Virtual Second Chance

Late at night, a hospital employee sits facing a bank of computer monitors. Flickering on the screens are vital signs beamed wirelessly from monitors at the bedsides of 64 patients—people whose lives may depend on his unwavering attention.

Then several things go wrong at once. Data flashing on-screen show one patient’s heart rate has plummeted, cuing a raucous alarm. As the operator tries to call a nurse, another patient flatlines—but is it cardiac arrest, or did she accidentally disconnect the monitor? Then an alarm goes off at another operator’s desk, and in the tumult, a fourth patient’s crisis goes unnoticed until it’s too late.

No need to fill out a death report, though.

Instead, Monifa Vaughn-Cooke (right), a UMD assistant professor of mechanical engineering, can change the specifications of this simulation with a few keystrokes—by giving the operator fewer patients to monitor, for instance. Or she can change the sound of the alarms to be less teeth-rattlingly distracting. With the system optimized to minimize stress and help operators perform at their best, next time around, maybe the patient will live.

With this “Matrix”-like ability to quickly switch the variables in real time—rather than simply guess about the effect of doing so—University of Maryland researchers can use virtual reality to study how the performance limits of telemetry operators affect patient safety.

“In the real world, the ability to go into a safety-critical environment and change design parameters is limited,” Vaughn-Cooke says. “Distracting operators while they’re performing their jobs would be potentially hazardous to patients’ lives.”

But here, she’s free to experiment.

Nearby, two of her students are prepping the virtual reality “cave” in the Hybrid-System Simulation and Integration Lab, which she co-directs.
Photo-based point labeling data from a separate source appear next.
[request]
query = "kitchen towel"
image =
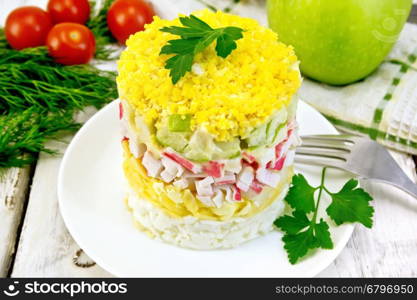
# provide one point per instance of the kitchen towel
(382, 107)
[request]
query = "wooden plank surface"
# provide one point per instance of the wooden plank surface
(13, 191)
(46, 248)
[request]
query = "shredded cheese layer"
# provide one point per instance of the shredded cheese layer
(229, 97)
When they turn it on, a slightly cartoonish version of the telemetry monitoring room at Medstar Washington Hospital Center flashes onto the translucent walls of the small room lit by hidden video projectors. Virtual co-workers stroll through, patient data light up computer screens, alerts blare.

The operators—student stand-ins for now, but actual Medstar hospital employees later this spring—don 3-D glasses, a glove with motion sensors that allow them to interact with the virtual world, an EEG headset and a chest band that monitors their own vital signs.

With this setup, Vaughn-Cooke can ramp up the pressure, adding more demands and requiring higher and higher levels of performance from operators. She doesn’t have to ask the operators how stressed they are, because the neurophysiological sensors objectively track how they’re reacting in real time.

“Eventually you place a burden on them that exceeds their cognitive ability,” she says. “They’re in a situation where they have more than they can process at one time, and this is when alarms are unintentionally ignored or there’s a delayed response.”

The performance and physiological data she gathers should give insights into how workstations and technology can be optimized to improve performance. Among other possibilities, if an operator’s brain activity and vital signs indicate overload, the monitoring system might be programmed to automatically send some of a harried worker’s responsibilities to another facing fewer responsibilities.

Overloaded telemetry operators can be a genuine hazard to hospital patients. According to a 2010 Boston Globe investigation, over 200 people around the country died over the previous five years because of failures in telemetry monitoring.

The technicians who monitor patient data take their jobs seriously and do them well, says Royce Payton, who supervises nearly 40 telemetry technicians at Medstar Washington Hospital Center. But they can’t control the stressful circumstances they face.

“It can always get a little crazy, a little hectic,” he says. “Sometimes we might have two or three [emergency] codes at one time, or multiple patients off the monitor.”

He’s glad about the hospital’s collaboration with Vaughn-Cooke, and hopeful the research can find ways to ease sometimes-heavy demands on his workers.

For instance, he’s interested in whether the virtual reality testing can demonstrate that streamlining technicians’ paperwork demands might result in more effective patient monitoring.

“I’d like to see the effect of the simulator taking some of that writing off of us,” he says.

Vaughn-Cooke’s students are fascinated by the varied subject matter that virtual reality research thrusts upon them. Electrical engineering major Christopher Chang ’15 says an interest in video games initially drew him to research in uses of virtual reality. In Vaughn-Cooke’s lab, he’s had the opportunity to put the technology to use for serious purposes—not only improving patient telemetry, but also in another project using virtual reality in a smoking cessation program for people with mental illness.

“These are really interesting, hands-on things you can’t find in a classroom,” he says.

Vaughn-Cooke’s performance testing coupled with neurophysiological monitoring has wider applications, and could be used in training power plant operators, air traffic controllers and others with high-risk jobs.

“Usually the operators sit and stare at a screen without any alarms for a stretch of time,” she says. “But when things do begin to happen, pretty often they pile up one on top of the other. This is when patient safety is compromised.”